Exit strategy for retirement planning
Blog | 11th August 2017
Corporate & Commercial

As a business owner a significant part of your capital will be invested in that business and realising that investment will be central to your retirement planning. To achieve that successfully it is essential that you have an exit strategy.
Any exit strategy depends on someone else being willing to invest in your business in your place, so your first step has to be identify who that person will be.
If you are in business with others, whether they are part owners of your business or senior employees, they are the first people to consider. Not only are they most likely to want to acquire your business from you but, if they are not co-operative, they can be a significant barrier to anyone else doing so.
Discuss your exit with them and, if they are willing and able to acquire the business from you at a fair value, agree the basis upon which they will do so.
If you are already in business with them record that agreement in a partnership or shareholders agreement.

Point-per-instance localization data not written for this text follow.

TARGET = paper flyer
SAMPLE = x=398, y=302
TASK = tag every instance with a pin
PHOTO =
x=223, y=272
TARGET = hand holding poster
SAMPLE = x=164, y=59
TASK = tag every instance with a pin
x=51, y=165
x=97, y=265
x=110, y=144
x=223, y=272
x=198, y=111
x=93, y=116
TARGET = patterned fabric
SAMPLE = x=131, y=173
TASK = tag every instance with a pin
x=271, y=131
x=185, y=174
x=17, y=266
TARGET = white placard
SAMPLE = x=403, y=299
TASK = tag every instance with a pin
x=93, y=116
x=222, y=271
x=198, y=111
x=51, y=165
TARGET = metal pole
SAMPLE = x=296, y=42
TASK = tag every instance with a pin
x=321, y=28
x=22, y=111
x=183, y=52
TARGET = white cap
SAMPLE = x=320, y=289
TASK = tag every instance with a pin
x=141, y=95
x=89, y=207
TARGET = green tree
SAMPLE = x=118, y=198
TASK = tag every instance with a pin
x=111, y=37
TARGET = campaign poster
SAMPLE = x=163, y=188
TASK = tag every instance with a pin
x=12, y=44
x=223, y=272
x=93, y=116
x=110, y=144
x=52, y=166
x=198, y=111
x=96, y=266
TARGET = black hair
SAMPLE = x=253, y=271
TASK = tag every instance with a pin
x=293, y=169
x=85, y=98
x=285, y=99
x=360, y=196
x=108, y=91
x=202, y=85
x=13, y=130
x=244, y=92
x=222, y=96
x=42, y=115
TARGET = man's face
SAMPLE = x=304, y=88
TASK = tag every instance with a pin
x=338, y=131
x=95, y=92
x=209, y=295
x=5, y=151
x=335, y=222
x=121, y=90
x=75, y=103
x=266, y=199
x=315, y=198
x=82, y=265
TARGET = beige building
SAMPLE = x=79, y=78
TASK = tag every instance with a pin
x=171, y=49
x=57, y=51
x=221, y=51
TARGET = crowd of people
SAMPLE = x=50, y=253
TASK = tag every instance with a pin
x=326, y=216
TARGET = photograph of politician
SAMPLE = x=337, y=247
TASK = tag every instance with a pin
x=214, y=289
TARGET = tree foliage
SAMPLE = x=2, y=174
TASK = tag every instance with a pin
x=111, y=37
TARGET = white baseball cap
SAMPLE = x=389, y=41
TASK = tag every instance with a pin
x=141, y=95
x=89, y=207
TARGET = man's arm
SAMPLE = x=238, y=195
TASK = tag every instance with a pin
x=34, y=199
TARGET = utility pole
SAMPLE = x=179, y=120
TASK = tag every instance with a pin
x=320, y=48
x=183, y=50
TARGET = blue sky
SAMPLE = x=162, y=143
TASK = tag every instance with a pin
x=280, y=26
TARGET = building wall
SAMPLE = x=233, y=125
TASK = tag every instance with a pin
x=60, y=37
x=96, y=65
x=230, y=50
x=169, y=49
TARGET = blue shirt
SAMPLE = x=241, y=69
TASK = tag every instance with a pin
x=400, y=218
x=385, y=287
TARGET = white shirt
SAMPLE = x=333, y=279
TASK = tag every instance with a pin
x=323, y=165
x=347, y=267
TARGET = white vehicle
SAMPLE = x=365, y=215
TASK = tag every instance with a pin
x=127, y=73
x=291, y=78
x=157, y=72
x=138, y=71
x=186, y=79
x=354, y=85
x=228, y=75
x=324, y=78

If not, consider taking them into business with you in advance of your retirement and entering into a partnership or shareholders agreement with them when you do, making buying you out when you are ready to retire part of the deal.
Alternatively, you may know someone with a similar or complimentary business who could merge their business with yours and, in due course, buy out your share. If that’s a possibility, you might approach them yourself or, if you prefer to remain anonymous until satisfied that their interest is genuine and they’ve signed a non-disclosure agreement, appoint a professional advisor to make the approach on your behalf.
If neither of those options are open to you, you’ll have to find another buyer. If that’s the case, take a good hard look at your business and ask yourself whether or not you would be willing to pay what you hope to get for it in the state it’s in.
If you are in a market that others want to operate in, if your business is properly capitalised, if your profits are as healthy as they can be, if your relationships with key customers and suppliers are secure, if you have a good management team employed on the right terms, if you’re in the right premises, if your business is compliant, and, perhaps most importantly, if your business can continue successfully without you, you’re probably in as good shape to find a buyer as you are ever likely to be. If not, set about making your business as attractive as it can be, deal with any issues that would put buyers off, prioritise the others and deal with as many of them as you can.
At the same time, consider who is best placed to market your business for sale most successfully. Speak to a few, find out how many potential buyers they know already, check out their track record of selling businesses similar to yours and ask what they think you should do to improve your prospects of a sale. Once you’ve decided who to use work closely with them over the coming months to prepare your business for sale. It can take time, so start early, be patient and sustain your efforts in the business. It will all be worth it in the end.